182
Zwar folgt aus der Geringwertigkeit der gestohlenen Sache nicht zwingend eine Unverhältnismäßigkeit der Verhängung einer Freiheitsstrafe,[552] jedoch ist es unzulässig eine über die Mindeststrafe von einem Monat hinausgehende Strafe zu verhängen,[553] wenn der Wert der Beute unter einem Drittel der Geringwertigkeitsgrenze liegt.

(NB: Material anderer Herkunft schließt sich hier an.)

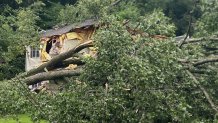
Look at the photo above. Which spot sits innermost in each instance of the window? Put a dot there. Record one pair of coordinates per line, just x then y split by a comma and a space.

Auch wird keine Regelvermutung hinsichtlich der charakterlichen Unzuverlässigkeit i.S.v. § 69 Abs. 2 StGB allein dadurch begründet, dass beim Diebstahl ein KfZ benutzt wurde.[554]
183
Im Ergebnis ist also zu sagen, dass die Praxis unter weitgehendem Verzicht auf vollzogene Freiheitsstrafen und weitgehender Vermeidung gerichtlicher Verfahren, entweder mittels Einstellung von Verfahrengegen Unbekannt gemäß § 170 Abs. 2 StPO oder wegen Geringfügigkeit gemäß § 153 StPO den Diebstahl ähnlich wie eine Ordnungswidrigkeit behandelt.[555] Im Falle einer Opportunitätseinstellung nach den §§ 153 ff. StPO besteht auch keine Möglichkeit eines Klageerzwingungsverfahrens nach § 172 StPO, denn dieses ist nur bei einer Einstellung nach § 170 Abs. 2 StPO möglich, weshalb auch der Antrag auf gerichtliche Entscheidung nach § 172 Abs. 2 S. 3 StPO unzulässig ist.
184
Die Regelbeispiele sind nach Auffassung der Rechtsprechung grundsätzlich nicht Teil des Tenors (auch wenn der BGH keinen Rechtsverstoß in der Aufnahme sehen würde[556]),[557] während in der Literatur die Aufnahme aus Klarstellungsgründen verlangt wird.[558] Ein rechtlicher Hinweis nach § 265 StPO ist nur dann erforderlich, wenn sich erst im Laufe der Hauptverhandlung herausstellt, dass ein Regelbeispiel erfüllt sein könnte und der Angeklagte bzw. sein Verteidiger hierauf nicht vorbereitet waren.[559] Ebenso wird von einer Hinweispflicht ausgegangen, wenn sich nicht ohne Weiteres aus dem äußeren Sachverhalt ergibt, dass ein Regelbeispiel erfüllt ist. Umgekehrt besteht aber dann keine Hinweispflicht, wenn das Gericht einen unbenannten besonders schweren Fall annimmt.[560]
185
Der Gesetzgeber sieht insbesondere beim Bandendiebstahl eine Nähe zur organisierten Kriminalität. Um gegen diese vorzugehen sind für § 244 Abs. 1 Nr. 2 StGB besonders weitgehende Ermittlungsmöglichkeiten gegeben wie z.B. die Rasterfahndung nach § 98a Abs. 1 Nr. 6 StPO, die Telefonüberwachung nach § 100a Abs. 2 Nr. 1j StPO, der sog. „große Lauschangriff“ nach § 100c Abs. 1 Nr. 1 i.V.m. 100b Abs. 2 Nr. 1h StPO und der Einsatz von verdeckten Ermittlern nach § 110a Abs. 1 Nr. 4 StPO.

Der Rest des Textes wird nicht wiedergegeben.